X's algorithm shifted users toward conservative views, study finds
Summary
A study found that X's algorithm shifts users' political views toward conservatism by promoting conservative content and demoting traditional media. Switching to the algorithmic feed increased engagement and conservative opinions, but switching back had no effect. The algorithm's influence persists by changing who users follow.

Algorithmic feeds shift users rightward
Switching users on X from a chronological feed to the platform's algorithm shifted their political opinions toward more conservative positions, according to a new study. The 2023 field experiment found the change affected views on policy priorities, investigations into Donald Trump, and the war in Ukraine.

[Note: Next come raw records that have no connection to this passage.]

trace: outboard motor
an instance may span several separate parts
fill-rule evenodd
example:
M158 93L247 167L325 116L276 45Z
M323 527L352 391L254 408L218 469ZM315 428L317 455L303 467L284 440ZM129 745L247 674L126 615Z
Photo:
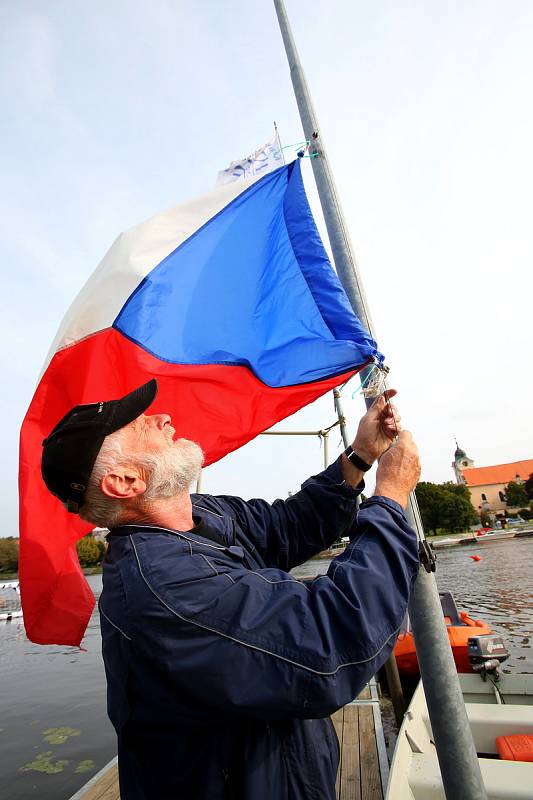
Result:
M509 651L497 633L470 636L468 639L468 660L474 672L485 678L488 672L498 679L498 668L507 658Z

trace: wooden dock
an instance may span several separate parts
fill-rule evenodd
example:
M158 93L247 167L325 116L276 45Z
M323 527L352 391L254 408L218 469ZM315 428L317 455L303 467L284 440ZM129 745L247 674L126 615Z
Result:
M341 752L337 800L383 800L389 765L375 682L365 686L356 700L336 711L331 719ZM70 800L120 800L117 759Z
M367 686L331 719L340 746L337 800L383 800L389 765L377 687Z
M117 758L97 772L70 800L120 800Z

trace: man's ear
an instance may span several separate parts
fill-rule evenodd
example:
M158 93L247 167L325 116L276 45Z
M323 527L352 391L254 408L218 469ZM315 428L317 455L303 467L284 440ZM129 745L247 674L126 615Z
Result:
M146 483L134 469L116 469L104 475L100 484L102 492L117 500L138 497L146 491Z

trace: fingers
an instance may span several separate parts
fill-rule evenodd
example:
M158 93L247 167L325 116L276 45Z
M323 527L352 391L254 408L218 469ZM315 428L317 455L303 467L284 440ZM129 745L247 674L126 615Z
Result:
M374 400L374 402L370 406L370 409L377 409L377 410L381 411L383 406L389 400L391 400L393 397L396 397L397 394L398 394L398 392L397 392L396 389L387 389L382 394L380 394L379 397L376 397L376 399Z
M393 441L398 436L401 429L402 427L399 422L382 426L382 432L385 434L387 439L390 439L391 441Z
M394 444L389 447L386 455L390 454L392 456L393 453L394 457L396 457L399 453L403 453L403 456L408 455L410 459L414 460L418 464L418 468L420 468L420 454L411 431L400 431L398 438Z
M401 416L392 403L387 403L381 412L381 428L389 439L393 439L402 429Z
M404 508L420 478L420 457L410 431L402 431L381 458L376 474L376 494L396 500Z
M398 435L396 444L409 451L417 459L419 458L418 445L413 439L413 434L411 431L401 431L401 433Z
M399 431L400 430L401 421L402 421L402 418L400 417L400 415L399 414L394 414L394 415L392 415L390 417L386 417L382 421L381 425L385 429L393 428L394 430L396 430L396 428L398 428L398 431Z
M413 434L411 431L402 431L398 436L398 441L402 442L402 444L410 444L411 442L414 444Z
M384 414L388 413L391 407L390 400L398 394L396 389L387 389L385 392L376 397L370 408L368 409L367 416L371 419L379 419Z
M401 416L398 409L396 408L396 406L393 406L392 403L387 403L387 405L381 412L381 418L383 422L387 422L389 419L390 420L393 419L396 422L399 422L401 420Z

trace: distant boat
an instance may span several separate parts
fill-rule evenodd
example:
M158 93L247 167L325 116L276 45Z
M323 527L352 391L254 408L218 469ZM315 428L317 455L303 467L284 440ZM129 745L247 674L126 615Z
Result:
M476 540L479 544L485 544L486 542L497 542L500 539L514 539L516 536L516 531L495 531L494 533L484 533L481 536L477 536Z
M533 536L533 528L527 528L527 530L516 531L515 536L517 537Z
M22 617L19 582L0 582L0 622L10 622L17 617Z
M533 530L518 531L516 529L494 530L493 528L482 528L481 530L468 534L468 536L454 536L447 539L443 539L440 536L435 537L434 540L431 540L431 547L434 550L440 550L444 547L455 547L458 544L468 546L472 544L481 544L482 542L497 542L500 539L513 539L515 536L522 535L533 536Z
M455 547L456 545L460 544L461 539L454 537L453 539L441 539L440 537L435 541L431 541L431 547L433 550L440 550L444 547Z
M486 544L487 542L498 542L500 539L514 539L516 531L490 531L489 533L476 533L473 536L467 536L460 539L459 544Z

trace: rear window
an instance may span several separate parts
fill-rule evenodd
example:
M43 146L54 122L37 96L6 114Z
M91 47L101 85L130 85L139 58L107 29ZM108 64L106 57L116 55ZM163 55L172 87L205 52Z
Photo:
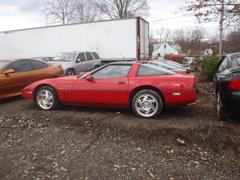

Researchers randomly assigned active, US-based X users to either an algorithmic or a chronological feed for seven weeks. They then measured changes in political attitudes and online behavior. The shift toward the algorithm increased user engagement and produced the conservative shift.
Effects are one-way and persistent
Critically, the effect only worked in one direction. Switching users from the algorithmic feed to the chronological one did not produce a comparable liberal shift in opinions.
The study found that neither turning the algorithm on nor off significantly affected affective polarization or a user's self-reported partisan identity. The changes were in specific policy attitudes, not overall tribal affiliation.
Algorithm promotes conservative content
To understand the mechanism, researchers analyzed the content of users' feeds. They found X's algorithm systematically promotes conservative-leaning posts and demotes content from traditional media outlets.
This exposure had a lasting behavioral impact. Users assigned to the algorithmic feed began following more conservative political activist accounts. They continued to follow these accounts even after the experiment ended and they switched back to a chronological feed.
This "follow" behavior helps explain the asymmetry. The algorithm introduces users to new, right-leaning sources they then choose to keep in their network, creating a persistent effect.
Contradicts earlier Meta findings
The results present a puzzle compared to earlier research on Meta platforms. A previous large-scale experiment that turned off Meta's feed algorithm found no significant effects on political attitudes.
The X study suggests a platform's specific algorithmic design is crucial. X's recommendation system appears uniquely effective at altering user networks and, by extension, their political views. The key factors include:
- Promoting conservative activist content over traditional media
- Incentivizing users to follow new right-leaning accounts
- Creating lasting network changes that survive the algorithm's removal
Algorithms shape networks, not just feeds
The core finding is that initial exposure to X's algorithm has persistent effects. It changes whom users follow, which in turn shapes the content they see and the opinions they form over time.
This network effect persists even when the algorithm itself is switched off. A user's curated following list continues to deliver a skewed information diet.
The study concludes that while feed algorithms may not change your stated party affiliation, they can significantly and lastingly alter your policy views by reshaping your information network. On X, that shift consistently pulls users to the right.